LIKE AN AMERICAN SUBURB
On the outskirts of Kolkata lies one vision of the future for West Bengal. The suburb of Salt Lake is home to an information technology park, one million square metres of modern office towers for West Bengal's outsourcing industry. Some 75,000 professionals are employed there with multinationals such as Infosys, Deloitte and Price Waterhouse.
Bikram Dasgupta, chairman of the software services company Globsyn, is one of its pioneers. He first leased land off the Communist government in the 1990s and his software company has been a magnet for others.
Many thought him mad for trying to set up an IT firm in this bastion of Indian communism.
"We've grown here in spite of the government," he said. "We lead our own lives here. "There is no room for expansion in places like Bangalore or Hyderabad. It's just too crowded."
Dasgupta has just bought 15 acres to expand his business school on land near the airport.
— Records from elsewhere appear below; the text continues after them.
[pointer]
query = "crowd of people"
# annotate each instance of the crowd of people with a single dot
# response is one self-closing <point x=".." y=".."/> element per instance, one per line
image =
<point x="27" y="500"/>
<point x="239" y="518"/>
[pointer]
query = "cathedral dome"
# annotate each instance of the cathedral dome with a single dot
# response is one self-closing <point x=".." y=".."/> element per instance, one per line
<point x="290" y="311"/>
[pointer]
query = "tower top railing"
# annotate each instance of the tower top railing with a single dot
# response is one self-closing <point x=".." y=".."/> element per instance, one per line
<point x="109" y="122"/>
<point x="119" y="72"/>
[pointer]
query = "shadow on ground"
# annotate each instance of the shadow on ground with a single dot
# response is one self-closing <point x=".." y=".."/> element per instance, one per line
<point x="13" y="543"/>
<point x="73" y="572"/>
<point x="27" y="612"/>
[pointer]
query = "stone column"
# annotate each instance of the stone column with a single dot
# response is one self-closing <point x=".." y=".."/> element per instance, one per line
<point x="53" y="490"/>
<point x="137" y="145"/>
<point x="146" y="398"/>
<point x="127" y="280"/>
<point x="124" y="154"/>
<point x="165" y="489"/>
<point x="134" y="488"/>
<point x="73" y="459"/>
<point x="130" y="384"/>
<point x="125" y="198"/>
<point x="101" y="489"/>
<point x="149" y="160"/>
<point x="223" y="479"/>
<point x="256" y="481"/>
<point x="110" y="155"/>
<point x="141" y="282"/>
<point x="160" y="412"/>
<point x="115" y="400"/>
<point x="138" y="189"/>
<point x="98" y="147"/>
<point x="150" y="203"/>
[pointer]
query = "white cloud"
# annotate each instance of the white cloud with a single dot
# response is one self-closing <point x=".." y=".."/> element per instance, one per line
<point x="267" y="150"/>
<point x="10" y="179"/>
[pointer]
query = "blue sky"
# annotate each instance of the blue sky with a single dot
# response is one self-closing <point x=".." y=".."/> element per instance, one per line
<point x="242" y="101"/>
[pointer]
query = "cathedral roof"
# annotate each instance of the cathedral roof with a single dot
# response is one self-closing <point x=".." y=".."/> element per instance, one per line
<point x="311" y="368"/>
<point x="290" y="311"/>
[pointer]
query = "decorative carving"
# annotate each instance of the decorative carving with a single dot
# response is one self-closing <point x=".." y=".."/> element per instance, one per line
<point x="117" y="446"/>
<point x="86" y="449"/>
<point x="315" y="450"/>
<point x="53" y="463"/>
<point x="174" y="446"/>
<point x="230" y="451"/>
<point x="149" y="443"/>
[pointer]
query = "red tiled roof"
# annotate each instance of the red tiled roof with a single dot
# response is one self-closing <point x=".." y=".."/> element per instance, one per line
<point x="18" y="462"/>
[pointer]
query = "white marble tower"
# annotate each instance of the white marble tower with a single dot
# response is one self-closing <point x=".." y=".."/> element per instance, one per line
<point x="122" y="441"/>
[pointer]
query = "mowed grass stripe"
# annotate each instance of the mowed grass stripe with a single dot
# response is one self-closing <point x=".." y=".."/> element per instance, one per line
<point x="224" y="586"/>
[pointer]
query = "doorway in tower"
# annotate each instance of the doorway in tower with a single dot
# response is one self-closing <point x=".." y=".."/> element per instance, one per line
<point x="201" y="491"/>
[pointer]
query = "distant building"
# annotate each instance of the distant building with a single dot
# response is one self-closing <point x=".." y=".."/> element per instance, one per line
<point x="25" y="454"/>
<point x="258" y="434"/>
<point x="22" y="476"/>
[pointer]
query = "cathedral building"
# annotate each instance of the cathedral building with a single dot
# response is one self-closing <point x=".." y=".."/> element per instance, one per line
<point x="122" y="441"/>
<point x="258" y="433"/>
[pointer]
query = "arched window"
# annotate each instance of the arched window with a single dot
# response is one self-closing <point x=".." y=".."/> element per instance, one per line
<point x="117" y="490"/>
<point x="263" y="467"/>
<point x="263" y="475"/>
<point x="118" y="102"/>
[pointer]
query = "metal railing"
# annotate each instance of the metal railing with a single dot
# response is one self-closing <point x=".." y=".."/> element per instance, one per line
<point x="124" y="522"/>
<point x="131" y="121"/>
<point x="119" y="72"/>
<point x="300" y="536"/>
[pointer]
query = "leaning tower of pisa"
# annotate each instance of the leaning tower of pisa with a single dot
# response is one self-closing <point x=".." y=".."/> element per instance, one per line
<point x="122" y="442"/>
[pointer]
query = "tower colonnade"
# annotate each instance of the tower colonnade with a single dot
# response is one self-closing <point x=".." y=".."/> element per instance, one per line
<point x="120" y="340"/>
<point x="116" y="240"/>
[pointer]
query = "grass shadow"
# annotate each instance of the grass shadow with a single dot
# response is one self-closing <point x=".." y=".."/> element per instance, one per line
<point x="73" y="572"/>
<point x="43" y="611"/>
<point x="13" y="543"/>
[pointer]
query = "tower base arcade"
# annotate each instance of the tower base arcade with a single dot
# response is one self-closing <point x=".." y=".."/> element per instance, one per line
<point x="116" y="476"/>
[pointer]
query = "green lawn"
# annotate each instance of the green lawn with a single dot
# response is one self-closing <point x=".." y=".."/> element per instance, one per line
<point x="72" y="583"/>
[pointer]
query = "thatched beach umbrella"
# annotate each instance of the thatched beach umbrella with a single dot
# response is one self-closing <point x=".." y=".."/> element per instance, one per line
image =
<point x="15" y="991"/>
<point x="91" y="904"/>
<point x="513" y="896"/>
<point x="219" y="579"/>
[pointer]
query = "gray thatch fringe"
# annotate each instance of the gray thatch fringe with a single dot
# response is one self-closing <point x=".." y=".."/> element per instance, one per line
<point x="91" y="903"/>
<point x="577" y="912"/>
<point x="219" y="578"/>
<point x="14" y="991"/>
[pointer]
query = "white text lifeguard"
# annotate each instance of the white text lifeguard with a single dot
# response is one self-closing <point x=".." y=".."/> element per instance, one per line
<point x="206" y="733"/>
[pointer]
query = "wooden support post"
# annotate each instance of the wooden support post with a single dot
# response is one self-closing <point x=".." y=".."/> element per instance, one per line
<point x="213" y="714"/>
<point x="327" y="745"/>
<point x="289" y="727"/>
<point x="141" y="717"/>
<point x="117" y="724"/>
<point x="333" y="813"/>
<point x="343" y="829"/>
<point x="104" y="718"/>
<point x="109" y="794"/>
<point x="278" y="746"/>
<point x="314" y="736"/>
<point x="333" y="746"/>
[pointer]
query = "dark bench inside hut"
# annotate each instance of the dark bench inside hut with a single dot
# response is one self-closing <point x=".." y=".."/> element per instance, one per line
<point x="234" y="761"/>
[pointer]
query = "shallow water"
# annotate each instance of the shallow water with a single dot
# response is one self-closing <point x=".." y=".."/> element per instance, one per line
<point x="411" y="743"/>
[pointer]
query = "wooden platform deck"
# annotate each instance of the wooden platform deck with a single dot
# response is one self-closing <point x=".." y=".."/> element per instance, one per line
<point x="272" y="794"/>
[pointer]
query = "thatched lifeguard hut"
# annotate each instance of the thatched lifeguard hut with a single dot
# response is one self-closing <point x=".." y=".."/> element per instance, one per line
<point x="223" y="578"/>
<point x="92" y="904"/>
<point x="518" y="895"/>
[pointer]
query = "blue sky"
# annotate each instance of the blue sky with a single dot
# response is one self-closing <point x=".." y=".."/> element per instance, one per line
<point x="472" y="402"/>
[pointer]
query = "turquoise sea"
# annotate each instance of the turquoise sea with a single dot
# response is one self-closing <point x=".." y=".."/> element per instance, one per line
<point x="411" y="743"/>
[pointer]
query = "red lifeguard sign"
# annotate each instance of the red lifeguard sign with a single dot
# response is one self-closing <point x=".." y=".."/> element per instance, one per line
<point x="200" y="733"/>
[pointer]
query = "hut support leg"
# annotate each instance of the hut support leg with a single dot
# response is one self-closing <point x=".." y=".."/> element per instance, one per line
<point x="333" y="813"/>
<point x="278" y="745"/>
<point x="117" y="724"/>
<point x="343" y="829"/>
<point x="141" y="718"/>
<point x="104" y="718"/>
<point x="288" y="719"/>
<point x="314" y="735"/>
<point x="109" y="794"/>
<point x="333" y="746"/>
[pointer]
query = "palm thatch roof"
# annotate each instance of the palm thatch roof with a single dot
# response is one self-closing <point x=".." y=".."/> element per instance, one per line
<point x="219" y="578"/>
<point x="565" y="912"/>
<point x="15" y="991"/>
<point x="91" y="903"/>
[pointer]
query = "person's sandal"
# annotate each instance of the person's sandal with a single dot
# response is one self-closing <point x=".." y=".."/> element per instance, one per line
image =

Unlike Tata, he managed it without protests.
Rather than negotiate with the state, he went directly with a lawyer to the villages. He negotiated with a village head representing around 90 separate land holders, and showed them a model of the development.
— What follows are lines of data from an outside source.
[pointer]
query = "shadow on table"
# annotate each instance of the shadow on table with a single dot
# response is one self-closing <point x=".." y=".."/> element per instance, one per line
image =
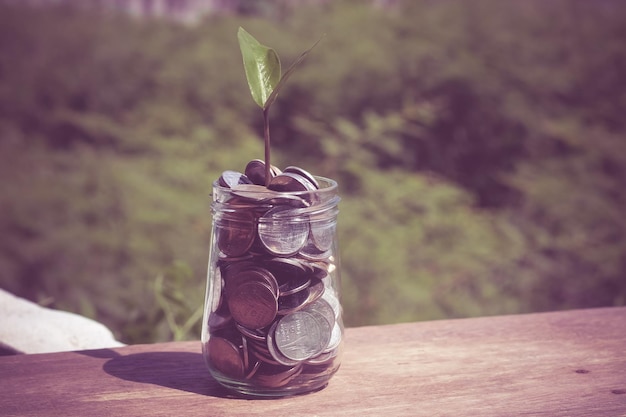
<point x="183" y="371"/>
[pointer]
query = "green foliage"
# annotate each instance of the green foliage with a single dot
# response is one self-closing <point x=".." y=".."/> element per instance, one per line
<point x="478" y="147"/>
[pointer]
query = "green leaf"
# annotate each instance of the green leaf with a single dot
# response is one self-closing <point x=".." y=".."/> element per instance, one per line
<point x="262" y="67"/>
<point x="286" y="75"/>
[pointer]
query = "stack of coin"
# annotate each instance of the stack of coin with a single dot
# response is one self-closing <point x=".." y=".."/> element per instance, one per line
<point x="275" y="317"/>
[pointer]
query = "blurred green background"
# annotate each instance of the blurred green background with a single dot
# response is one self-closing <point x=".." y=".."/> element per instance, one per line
<point x="480" y="149"/>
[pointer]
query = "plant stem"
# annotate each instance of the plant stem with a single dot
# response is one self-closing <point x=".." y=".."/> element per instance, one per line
<point x="266" y="124"/>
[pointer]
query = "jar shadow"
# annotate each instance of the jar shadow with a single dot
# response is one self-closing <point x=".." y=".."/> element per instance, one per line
<point x="184" y="371"/>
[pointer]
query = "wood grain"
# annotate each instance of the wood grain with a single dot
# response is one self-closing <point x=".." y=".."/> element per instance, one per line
<point x="550" y="364"/>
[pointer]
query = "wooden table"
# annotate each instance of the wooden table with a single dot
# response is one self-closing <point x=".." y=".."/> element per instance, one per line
<point x="549" y="364"/>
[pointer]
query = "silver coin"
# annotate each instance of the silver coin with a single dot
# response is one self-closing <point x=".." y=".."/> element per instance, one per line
<point x="282" y="234"/>
<point x="273" y="349"/>
<point x="255" y="171"/>
<point x="229" y="179"/>
<point x="303" y="173"/>
<point x="293" y="302"/>
<point x="311" y="252"/>
<point x="299" y="336"/>
<point x="323" y="308"/>
<point x="290" y="182"/>
<point x="249" y="194"/>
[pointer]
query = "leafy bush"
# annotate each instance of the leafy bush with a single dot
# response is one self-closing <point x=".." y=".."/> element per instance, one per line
<point x="478" y="149"/>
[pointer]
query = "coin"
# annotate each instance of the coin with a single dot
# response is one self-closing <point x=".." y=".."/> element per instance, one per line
<point x="276" y="354"/>
<point x="293" y="302"/>
<point x="255" y="171"/>
<point x="226" y="357"/>
<point x="290" y="274"/>
<point x="253" y="304"/>
<point x="237" y="275"/>
<point x="282" y="234"/>
<point x="290" y="182"/>
<point x="302" y="173"/>
<point x="323" y="308"/>
<point x="299" y="336"/>
<point x="231" y="178"/>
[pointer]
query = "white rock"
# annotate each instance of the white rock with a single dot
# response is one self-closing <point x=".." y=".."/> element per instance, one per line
<point x="30" y="328"/>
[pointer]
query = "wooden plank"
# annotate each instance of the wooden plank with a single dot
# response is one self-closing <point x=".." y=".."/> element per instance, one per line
<point x="550" y="364"/>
"People misunderstand the land problem here and in India," he said. "Tata should have sent in their own people, not rely on the government."
His main problem is not with land but with labor. While West Bengal's workforce is known in the rest of India as one of the most literate, the state still has a shortage of skilled knowledge workers. Only 16,000 engineers graduate every year in West Bengal, compared with 100,000 in southern Tamil Nadu state.
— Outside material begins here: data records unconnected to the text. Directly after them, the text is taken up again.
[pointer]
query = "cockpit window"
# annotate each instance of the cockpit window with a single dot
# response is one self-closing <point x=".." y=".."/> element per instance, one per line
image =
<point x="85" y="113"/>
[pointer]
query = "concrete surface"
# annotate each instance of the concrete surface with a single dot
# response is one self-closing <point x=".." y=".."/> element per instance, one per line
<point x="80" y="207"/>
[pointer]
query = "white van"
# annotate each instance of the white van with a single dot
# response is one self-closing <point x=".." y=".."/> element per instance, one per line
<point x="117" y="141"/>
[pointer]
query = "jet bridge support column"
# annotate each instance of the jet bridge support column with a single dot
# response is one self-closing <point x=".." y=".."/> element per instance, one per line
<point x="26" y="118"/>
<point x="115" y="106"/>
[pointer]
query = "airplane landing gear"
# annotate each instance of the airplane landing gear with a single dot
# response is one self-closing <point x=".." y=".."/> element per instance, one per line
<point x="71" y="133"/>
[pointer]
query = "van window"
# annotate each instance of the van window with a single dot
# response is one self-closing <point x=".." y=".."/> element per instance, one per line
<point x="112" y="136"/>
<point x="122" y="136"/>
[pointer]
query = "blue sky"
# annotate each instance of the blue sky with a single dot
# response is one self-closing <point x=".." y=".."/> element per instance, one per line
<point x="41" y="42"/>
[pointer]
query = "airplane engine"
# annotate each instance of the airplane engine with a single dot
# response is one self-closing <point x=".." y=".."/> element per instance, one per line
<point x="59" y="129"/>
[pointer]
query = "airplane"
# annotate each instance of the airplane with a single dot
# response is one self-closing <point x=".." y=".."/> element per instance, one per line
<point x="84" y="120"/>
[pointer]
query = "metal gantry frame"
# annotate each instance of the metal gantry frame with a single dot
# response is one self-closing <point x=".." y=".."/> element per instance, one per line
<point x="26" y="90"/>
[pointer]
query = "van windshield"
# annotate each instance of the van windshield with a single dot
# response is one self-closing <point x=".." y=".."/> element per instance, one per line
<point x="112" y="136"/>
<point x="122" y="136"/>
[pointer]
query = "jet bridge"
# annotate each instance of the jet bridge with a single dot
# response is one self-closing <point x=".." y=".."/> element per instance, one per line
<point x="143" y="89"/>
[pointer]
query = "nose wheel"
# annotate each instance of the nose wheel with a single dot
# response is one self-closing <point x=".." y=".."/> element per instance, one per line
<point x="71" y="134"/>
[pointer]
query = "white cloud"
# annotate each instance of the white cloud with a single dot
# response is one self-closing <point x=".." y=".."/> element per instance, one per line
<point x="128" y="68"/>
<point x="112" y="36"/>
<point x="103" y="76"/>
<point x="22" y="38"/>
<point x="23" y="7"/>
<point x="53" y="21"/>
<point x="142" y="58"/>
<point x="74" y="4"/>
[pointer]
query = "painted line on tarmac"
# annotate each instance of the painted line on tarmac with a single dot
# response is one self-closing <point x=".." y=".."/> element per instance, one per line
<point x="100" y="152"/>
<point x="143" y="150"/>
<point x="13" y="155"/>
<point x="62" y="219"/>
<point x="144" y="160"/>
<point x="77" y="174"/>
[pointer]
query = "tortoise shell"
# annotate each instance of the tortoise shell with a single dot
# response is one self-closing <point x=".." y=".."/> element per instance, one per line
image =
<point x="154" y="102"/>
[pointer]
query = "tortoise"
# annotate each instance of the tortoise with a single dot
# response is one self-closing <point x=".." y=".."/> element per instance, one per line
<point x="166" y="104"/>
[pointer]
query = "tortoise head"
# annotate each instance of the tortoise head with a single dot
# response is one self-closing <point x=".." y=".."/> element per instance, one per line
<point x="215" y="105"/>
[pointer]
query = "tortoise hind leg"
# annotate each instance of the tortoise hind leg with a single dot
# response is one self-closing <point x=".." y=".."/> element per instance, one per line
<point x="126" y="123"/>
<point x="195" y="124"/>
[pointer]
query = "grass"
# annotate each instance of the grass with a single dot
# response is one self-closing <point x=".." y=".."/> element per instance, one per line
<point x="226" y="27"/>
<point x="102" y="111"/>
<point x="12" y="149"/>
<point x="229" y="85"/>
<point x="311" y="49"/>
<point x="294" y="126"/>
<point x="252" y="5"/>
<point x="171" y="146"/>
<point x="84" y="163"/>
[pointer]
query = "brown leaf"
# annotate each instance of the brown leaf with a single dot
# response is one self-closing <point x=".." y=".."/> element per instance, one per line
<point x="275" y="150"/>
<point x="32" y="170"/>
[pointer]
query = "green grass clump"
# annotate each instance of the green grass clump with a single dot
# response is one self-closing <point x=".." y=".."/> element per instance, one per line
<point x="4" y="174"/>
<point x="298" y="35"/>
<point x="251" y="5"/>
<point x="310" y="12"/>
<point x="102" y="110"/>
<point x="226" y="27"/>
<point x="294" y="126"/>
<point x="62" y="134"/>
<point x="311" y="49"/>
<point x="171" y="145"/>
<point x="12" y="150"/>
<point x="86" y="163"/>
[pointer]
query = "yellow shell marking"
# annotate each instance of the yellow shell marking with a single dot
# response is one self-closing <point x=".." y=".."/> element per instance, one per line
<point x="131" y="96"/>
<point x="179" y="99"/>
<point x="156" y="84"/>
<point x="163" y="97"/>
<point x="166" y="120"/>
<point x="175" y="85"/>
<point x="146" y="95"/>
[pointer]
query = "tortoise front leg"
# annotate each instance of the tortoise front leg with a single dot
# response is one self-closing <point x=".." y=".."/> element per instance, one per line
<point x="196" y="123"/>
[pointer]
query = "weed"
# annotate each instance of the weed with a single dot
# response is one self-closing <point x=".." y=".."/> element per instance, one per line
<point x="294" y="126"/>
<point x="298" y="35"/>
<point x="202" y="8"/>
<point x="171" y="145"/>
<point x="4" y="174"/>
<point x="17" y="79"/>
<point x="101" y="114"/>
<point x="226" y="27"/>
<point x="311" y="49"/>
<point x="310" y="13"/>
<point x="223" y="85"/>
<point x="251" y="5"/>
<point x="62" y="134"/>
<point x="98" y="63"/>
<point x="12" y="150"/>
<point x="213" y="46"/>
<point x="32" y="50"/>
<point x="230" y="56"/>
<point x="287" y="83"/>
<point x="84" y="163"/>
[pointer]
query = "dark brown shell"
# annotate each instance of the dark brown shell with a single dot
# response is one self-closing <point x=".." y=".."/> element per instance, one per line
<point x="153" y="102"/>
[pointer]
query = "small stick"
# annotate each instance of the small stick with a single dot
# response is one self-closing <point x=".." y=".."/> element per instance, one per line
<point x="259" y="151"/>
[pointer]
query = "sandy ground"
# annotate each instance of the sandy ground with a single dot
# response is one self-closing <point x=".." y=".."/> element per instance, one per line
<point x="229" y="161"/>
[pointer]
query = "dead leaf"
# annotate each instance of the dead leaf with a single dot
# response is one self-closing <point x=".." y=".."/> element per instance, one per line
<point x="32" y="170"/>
Dasgupta also yearns for stability. Political conflicts have eaten into his company's growth -- some foreign investors still ask him about Singur and Nandigram.
"The last three years have been lost," he said.
REGIONAL MAVERICKS
The imminent demise of the Communists could signal that India is shedding the last vestiges of Cold War political groups that often shackled national coalition governments with their ideology.
But Banerjee's rise shows that regional populists may be just as difficult and uncertain figures to handle.
"In many ways, the communists were easier to deal with," said one senior Congress party official, who asked not to be named so he could speak frankly about a coalition partner. "They were predictable."
Banerjee's party is against key reforms such as allowing more foreign investment in the insurance and modern supermarket sectors.
Their ambitions do not stop at the state level.
"If we do a good job, we can talk about getting 30 seats in the (552-member) national parliament -- and that is huge," said O'Brien, "It would be a huge check on the power of Congress or the BJP (Bharatiya Janata Party, the main opposition group)."
But don't count out the left in a country with abject poverty and a growing rich-poor gap.
In one Kolkata slum, residents queued to vote in the first phase of the election last month. Again, the retching smell of sewage and human excrement was pervasive. Kids and dogs played in open gutters. This was the Kolkata of folklore, of Mother Teresa and the "City of Joy," the novel and movie about a young Polish priest and the hardships of a rickshaw puller.
But this corner was not Banerjee's Kolkata.
"You can contact our CPI councilor 24 hours a day here," said local trader Satrughan Shaw. A crowd of onlookers muttered in agreement. "Mamata doesn't come here."
The problems that made the Communists popular in the first place remain. Banerjee is untried.
"The presence of leftist parties is important amid all this globalization," said political science professor Chaudhury.
"When you have abject poverty in India, if there is no responsible leftist politicians taking up the causes of the poor, my suspicion is that the more radical foes like the Maoists may take this space."
"In many ways, the communists are India's conscience."